Mãe atípica, Marleide Nogueira revela facetas da maternidade

Nesse Dia das Mães, ela relata os desafios enfrentados ao lado do filho Igor Nogueira, atleta de parajiu-jitsu

Marleide deu à luz a Igor Nogueira aos 20 anos
Marleide deu à luz a Igor Nogueira aos 20 anos |  Foto: Arquivo pessoal

Todos os desafios impostos a uma mãe são dobrados quando se trata de uma maternidade atípica. As dificuldades iniciais, uma nova rotina voltada aos filhos que necessitam de cuidados especiais, os preconceitos e os rótulos, são apenas alguns dos turbilhões de sentimentos vividos por Marleide Nogueira, 50, ao longo da sua trajetória com seu filho Igor Nogueira, 29, atleta de parajiu-jitsu diagnosticado aos sete anos com autismo.

Aos 20 anos de idade, Marleide Nogueira deu à luz o seu grande amor, Igor Nogueira. Nos primeiros anos de vida do filho, a mãe do atleta ainda não fazia ideia que ele viria a ser diagnosticado com autismo.

Em entrevista para o Portal Massa!, Marleide abriu o coração sobre as verdades da maternidade atípica.

Os sinais começaram a ser notados quando, aos três anos de idade, o primogênito de Marleide não respondia a estímulos, apresentava dificuldades ao toque e era não verbal. A partir dali, começou uma luta para o diagnóstico. Segundo a matriarca, foram quatro anos de buscas até o filho ser diagnosticado com o transtorno do espectro autista (TEA).

As facetas da maternidade atípica

A transformação em todos os tipos de maternidade é quase unanimidade nas rodas de mães, muitas das vezes algumas delas afirmam que renasceram quando o filho nasceu. No entanto, nenhuma mãe recebe um manual de instruções para conseguir lidar com todas mudanças bruscas causadas por uma maternidade atípica.

Observando o passado com o olhar voltado para os primeiros anos que descobriu o diagnóstico do filho, Marleide avaliou que o autismo chegou em sua vida com os dois pés na porta.

Aspas

“O autismo entrou na minha vida sem me dar opção de escolha. Impactou totalmente minha vida, meus sonhos e projetos”

Marleide Nogueira

Em uma época que pouco se falava sobre como era cuidar e ser o principal suporte de uma criança com autismo, a mãe de Igor recordou ter vivido as dores do preconceito.
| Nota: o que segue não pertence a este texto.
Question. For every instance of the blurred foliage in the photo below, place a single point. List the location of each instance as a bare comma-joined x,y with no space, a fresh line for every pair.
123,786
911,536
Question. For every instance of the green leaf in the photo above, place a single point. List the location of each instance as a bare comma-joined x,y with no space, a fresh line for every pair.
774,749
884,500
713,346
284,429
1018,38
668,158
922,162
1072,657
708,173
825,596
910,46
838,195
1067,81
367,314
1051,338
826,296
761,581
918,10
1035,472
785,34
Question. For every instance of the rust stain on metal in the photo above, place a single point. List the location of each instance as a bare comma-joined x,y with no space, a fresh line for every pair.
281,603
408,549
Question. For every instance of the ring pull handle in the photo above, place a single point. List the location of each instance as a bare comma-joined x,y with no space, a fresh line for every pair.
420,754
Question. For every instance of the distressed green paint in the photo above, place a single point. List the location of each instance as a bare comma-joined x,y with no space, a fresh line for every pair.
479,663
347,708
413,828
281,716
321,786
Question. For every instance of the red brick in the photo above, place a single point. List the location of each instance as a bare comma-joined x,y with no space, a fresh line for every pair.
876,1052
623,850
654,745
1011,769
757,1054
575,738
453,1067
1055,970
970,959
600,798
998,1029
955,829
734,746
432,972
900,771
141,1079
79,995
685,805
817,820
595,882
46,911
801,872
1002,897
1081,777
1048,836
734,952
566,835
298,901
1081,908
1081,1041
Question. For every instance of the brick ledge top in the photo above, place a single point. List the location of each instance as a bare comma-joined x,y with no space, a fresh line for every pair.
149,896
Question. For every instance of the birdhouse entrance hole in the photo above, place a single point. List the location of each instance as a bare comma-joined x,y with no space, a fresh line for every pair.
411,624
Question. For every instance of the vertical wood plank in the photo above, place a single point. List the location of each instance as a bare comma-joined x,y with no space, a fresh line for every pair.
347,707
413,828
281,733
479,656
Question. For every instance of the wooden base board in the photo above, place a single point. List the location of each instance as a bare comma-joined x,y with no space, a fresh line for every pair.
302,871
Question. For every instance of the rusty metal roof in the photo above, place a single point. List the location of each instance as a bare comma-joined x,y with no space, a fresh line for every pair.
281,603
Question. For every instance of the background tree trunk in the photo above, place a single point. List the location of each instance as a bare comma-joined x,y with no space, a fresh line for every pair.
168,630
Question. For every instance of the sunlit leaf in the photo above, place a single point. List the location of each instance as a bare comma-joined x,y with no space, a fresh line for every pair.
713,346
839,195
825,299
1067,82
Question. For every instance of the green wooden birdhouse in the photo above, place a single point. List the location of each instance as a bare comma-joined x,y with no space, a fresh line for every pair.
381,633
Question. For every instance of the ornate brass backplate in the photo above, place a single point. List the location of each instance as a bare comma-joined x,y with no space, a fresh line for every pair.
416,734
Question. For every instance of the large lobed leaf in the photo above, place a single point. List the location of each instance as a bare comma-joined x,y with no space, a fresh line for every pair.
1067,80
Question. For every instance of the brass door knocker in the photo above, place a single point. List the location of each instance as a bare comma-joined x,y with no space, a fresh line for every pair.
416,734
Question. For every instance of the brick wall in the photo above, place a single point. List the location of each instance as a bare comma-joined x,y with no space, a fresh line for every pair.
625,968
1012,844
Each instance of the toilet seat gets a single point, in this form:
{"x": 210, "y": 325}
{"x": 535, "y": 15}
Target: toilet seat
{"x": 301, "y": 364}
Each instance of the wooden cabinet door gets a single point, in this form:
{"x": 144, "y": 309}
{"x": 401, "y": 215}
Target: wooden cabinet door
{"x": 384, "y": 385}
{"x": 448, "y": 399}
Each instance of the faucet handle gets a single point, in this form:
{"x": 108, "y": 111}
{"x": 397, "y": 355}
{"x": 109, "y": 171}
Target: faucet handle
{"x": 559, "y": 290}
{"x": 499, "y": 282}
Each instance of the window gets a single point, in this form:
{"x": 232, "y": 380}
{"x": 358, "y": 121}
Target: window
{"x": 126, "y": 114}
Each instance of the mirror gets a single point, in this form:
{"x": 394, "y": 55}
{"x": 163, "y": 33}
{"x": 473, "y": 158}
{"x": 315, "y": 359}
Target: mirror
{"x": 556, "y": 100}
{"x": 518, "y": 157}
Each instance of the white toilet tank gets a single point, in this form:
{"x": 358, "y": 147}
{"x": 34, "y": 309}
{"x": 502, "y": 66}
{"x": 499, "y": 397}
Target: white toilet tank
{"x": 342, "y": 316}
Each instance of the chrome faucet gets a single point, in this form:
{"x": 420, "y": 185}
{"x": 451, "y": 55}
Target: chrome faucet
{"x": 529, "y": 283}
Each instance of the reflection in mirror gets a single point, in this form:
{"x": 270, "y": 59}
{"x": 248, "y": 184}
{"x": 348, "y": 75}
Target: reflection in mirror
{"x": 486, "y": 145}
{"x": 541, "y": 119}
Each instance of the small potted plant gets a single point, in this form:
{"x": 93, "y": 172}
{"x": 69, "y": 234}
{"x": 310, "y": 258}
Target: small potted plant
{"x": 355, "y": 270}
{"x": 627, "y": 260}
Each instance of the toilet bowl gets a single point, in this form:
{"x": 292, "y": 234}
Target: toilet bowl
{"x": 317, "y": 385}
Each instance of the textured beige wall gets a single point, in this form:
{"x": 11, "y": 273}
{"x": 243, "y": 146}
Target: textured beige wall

“De início, foi difícil, porque somos de uma época onde não se falava de autismo como hoje, não tinha grupos de mães para troca e acolhimento. Ainda assim, meu amor sinalizou um caminho de luta para transformar a vida do meu filho. Vivi a dor do capacitismo e racismo. Porém, mesmo na dor, tinha que reunir forças para continuar”, afirmou Marleide, em entrevista ao Massa!.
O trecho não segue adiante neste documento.